Add the row when it contains at least one of these:

- First-hand franchise buyer, owner, operator, or former-franchisee experience.
- Specific due diligence question or comparison behavior.
- Cost detail: buildout, royalties, working capital, SBA loan, payroll, marketing fees, rent, cash flow, or break-even.
- FDD, Item 19, territory, legal, financing, validation call, or franchisor-support signal.
- Clear objection, regret, fear, decision-stage language, or expectation gap.
- High-signal phrasing that can become copy, FAQ, sales discovery, content, or offer positioning.

## Review Manually

Hold for manual review when it is useful but weak:

- Second-hand advice without owner/buyer context.
- Broad small-business advice that may apply to franchise buyers.
- Low-detail claims with strong emotion but little evidence.
- Promotional content that also contains a real objection or owner pain.
- Duplicated topic but unusually strong wording.

## Reject

Do not ingest:

- Spam, affiliate pitches, lead-gen bait, bot-like comments, or obvious astroturfing.
- Duplicate rows unless the phrasing or context is materially different.
- Empty reactions, jokes, generic encouragement, or one-word sentiment.
- Generic entrepreneurship content with no franchise-specific signal.
- Claims that cannot be tied to a source URL, thread, platform, or author context.
- Defamatory personal claims about named individuals unless independently verified and necessary.
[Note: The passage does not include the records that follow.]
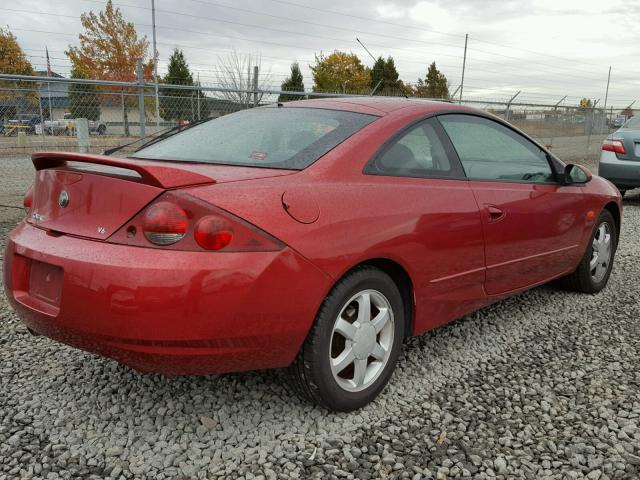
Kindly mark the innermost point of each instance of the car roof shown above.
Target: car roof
(376, 105)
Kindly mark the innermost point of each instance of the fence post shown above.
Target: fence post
(140, 96)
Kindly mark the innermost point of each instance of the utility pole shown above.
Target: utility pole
(453, 95)
(606, 96)
(140, 96)
(374, 61)
(508, 112)
(155, 61)
(464, 64)
(198, 96)
(255, 86)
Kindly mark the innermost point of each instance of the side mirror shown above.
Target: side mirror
(576, 175)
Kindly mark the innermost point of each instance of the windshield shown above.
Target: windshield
(273, 137)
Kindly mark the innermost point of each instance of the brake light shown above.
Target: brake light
(178, 221)
(213, 233)
(165, 223)
(614, 145)
(27, 202)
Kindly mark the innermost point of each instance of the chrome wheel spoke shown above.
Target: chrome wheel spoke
(378, 352)
(364, 308)
(343, 360)
(359, 372)
(344, 328)
(380, 320)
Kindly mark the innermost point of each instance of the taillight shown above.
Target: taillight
(165, 223)
(27, 202)
(213, 233)
(614, 145)
(178, 221)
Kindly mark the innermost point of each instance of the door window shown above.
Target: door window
(490, 151)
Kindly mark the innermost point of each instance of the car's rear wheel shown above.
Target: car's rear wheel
(352, 348)
(594, 269)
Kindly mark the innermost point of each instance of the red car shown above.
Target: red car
(315, 235)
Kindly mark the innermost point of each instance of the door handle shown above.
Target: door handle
(495, 214)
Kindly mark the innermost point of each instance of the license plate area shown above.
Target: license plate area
(45, 282)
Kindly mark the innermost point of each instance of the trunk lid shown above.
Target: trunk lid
(93, 196)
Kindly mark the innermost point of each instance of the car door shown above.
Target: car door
(442, 240)
(532, 225)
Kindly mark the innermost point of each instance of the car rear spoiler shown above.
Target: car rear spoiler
(150, 172)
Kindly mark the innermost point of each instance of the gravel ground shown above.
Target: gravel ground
(543, 385)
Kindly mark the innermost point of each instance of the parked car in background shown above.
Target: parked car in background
(24, 122)
(617, 121)
(315, 235)
(620, 157)
(66, 126)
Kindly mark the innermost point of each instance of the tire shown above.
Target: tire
(583, 278)
(342, 388)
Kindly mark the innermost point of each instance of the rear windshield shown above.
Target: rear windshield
(272, 137)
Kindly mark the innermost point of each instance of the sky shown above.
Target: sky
(545, 49)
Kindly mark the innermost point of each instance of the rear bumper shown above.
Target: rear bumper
(164, 311)
(622, 173)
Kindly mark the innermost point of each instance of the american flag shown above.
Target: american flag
(48, 63)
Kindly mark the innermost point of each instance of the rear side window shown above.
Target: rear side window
(418, 152)
(273, 137)
(491, 151)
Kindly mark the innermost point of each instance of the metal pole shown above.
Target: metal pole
(508, 113)
(464, 64)
(155, 61)
(140, 96)
(255, 86)
(606, 95)
(453, 95)
(555, 119)
(198, 91)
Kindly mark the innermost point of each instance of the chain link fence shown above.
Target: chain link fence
(42, 113)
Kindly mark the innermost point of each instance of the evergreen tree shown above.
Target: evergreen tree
(294, 83)
(435, 85)
(84, 100)
(180, 104)
(385, 74)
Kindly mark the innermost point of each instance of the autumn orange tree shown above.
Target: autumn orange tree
(340, 72)
(14, 61)
(109, 48)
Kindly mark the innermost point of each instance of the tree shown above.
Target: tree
(84, 101)
(237, 73)
(109, 48)
(385, 76)
(14, 61)
(294, 83)
(435, 84)
(340, 72)
(180, 104)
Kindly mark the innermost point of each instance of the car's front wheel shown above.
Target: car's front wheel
(594, 270)
(352, 348)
## Minimum Row Requirements

Every ingested row must include:

- `source_type`
- `platform`
- `source_url`
- `thread_url` when available
- `raw_comment_text`
- `captured_summary`
- `initial_relevance`
- `is_spam_or_irrelevant`
- `is_duplicate`

## Scoring Shortcut

- `high`: Specific, first-hand, franchise-relevant, commercially useful.
- `medium`: Relevant but less specific, second-hand, or needs confirmation.
- `low`: Weak signal kept only because it supports a recurring pattern.

Rows marked `is_spam_or_irrelevant=true` should stay out of dashboards and analysis unless being used to audit collection quality.